I am utterly unable to agree that,
"Taking into consideration every reasonable inference in favor of the respondents, we still can see here no evidence and no inference from the evidence which would warrant any reasonable mind in drawing the conclusion that the escrow clerk had any apparent authority to bind the insurance companies to a change of use which would increase the risk; and that a change of use from that of a private dwelling to that of a place of public entertainment would very materially increase the risk is not denied."

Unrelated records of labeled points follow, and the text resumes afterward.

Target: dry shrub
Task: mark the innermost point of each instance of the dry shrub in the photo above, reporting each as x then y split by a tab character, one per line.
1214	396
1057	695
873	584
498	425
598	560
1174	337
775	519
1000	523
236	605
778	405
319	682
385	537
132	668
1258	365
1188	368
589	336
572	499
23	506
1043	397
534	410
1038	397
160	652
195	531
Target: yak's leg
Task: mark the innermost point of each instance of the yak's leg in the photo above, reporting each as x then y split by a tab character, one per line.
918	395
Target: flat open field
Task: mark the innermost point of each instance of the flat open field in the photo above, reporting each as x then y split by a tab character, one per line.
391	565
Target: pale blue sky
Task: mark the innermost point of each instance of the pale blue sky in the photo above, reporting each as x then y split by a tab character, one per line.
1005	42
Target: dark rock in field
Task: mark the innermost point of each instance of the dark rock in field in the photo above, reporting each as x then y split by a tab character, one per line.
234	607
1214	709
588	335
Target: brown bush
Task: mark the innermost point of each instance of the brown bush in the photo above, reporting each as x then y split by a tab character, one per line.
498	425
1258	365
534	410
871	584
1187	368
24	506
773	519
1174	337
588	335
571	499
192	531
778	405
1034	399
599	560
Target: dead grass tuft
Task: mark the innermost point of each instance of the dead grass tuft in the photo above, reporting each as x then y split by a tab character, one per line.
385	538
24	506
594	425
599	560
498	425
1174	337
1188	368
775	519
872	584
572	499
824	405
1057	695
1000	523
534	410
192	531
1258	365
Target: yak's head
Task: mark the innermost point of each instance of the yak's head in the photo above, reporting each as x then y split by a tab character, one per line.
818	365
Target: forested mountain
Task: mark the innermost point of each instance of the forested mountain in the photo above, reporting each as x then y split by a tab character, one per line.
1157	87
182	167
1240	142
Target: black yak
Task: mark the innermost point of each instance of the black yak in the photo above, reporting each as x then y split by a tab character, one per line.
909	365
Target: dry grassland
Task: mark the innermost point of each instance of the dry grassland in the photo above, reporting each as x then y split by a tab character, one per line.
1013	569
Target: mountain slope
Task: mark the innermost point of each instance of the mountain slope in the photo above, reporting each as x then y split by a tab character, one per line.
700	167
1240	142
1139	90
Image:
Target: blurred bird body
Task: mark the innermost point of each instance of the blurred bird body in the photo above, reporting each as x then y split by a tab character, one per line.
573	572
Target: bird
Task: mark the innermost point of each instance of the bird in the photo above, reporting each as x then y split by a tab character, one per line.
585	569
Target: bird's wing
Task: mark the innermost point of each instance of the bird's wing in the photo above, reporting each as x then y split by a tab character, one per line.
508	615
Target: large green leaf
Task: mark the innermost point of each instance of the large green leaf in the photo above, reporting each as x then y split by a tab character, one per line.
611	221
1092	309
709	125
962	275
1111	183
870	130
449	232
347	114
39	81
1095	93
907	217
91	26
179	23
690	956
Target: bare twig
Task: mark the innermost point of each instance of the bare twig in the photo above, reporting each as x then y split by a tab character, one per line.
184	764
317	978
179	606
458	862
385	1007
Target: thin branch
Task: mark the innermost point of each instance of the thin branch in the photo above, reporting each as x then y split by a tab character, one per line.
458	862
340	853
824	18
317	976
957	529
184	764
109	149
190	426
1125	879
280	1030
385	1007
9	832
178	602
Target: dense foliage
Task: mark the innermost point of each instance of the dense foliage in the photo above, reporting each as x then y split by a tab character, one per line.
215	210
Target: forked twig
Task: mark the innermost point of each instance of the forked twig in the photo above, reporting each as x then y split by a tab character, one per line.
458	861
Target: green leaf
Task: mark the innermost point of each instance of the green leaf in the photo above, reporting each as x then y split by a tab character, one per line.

The issues in this case were tried to a jury, which resolved the evidence in favor of respondents, including that of apparent authority and ostensible agency of Donovan. It cannot be doubted that the bank had implied authority to employ sub-agents, and that *Page 197 Donovan was such sub-agent. Lemcke v. Funk Co., 78 Wn. 460,139 P. 234, Ann. Cas. 1915D, 23.
The bank was both the mortgagee and, through its sub-agent, the agent of the insurance companies. Donovan, as such sub-agent, undoubtedly had the power to bind the agent, and therefore the company. He was an interested witness, and the jury, as triers of the facts, had the right to disregard his testimony. Relying upon ostensible authority, respondents dealt with him. This court is committed to the rule, well settled almost everywhere, that ostensible agency is where the principal, intentionally or for want of ordinary care, leads a third person to believe another to be his agent who has never really been employed or authorized by him.
Where a party to be charged as principal affirmatively or intentionally, or by lack of ordinary care, causes or allows third persons to act upon such apparent agency, by reason of this lack of care, the principal is estopped to deny the agent's authority. Violette v. Insurance Co. of Pennsylvania, 92 Wn. 685,159 P. 896, 161 P. 343.
The evidence in this case and the reasonable inferences to be deduced therefrom were amply sufficient to take the question of agency to the jury.
For the foregoing reasons, the judgment should be affirmed, and I dissent.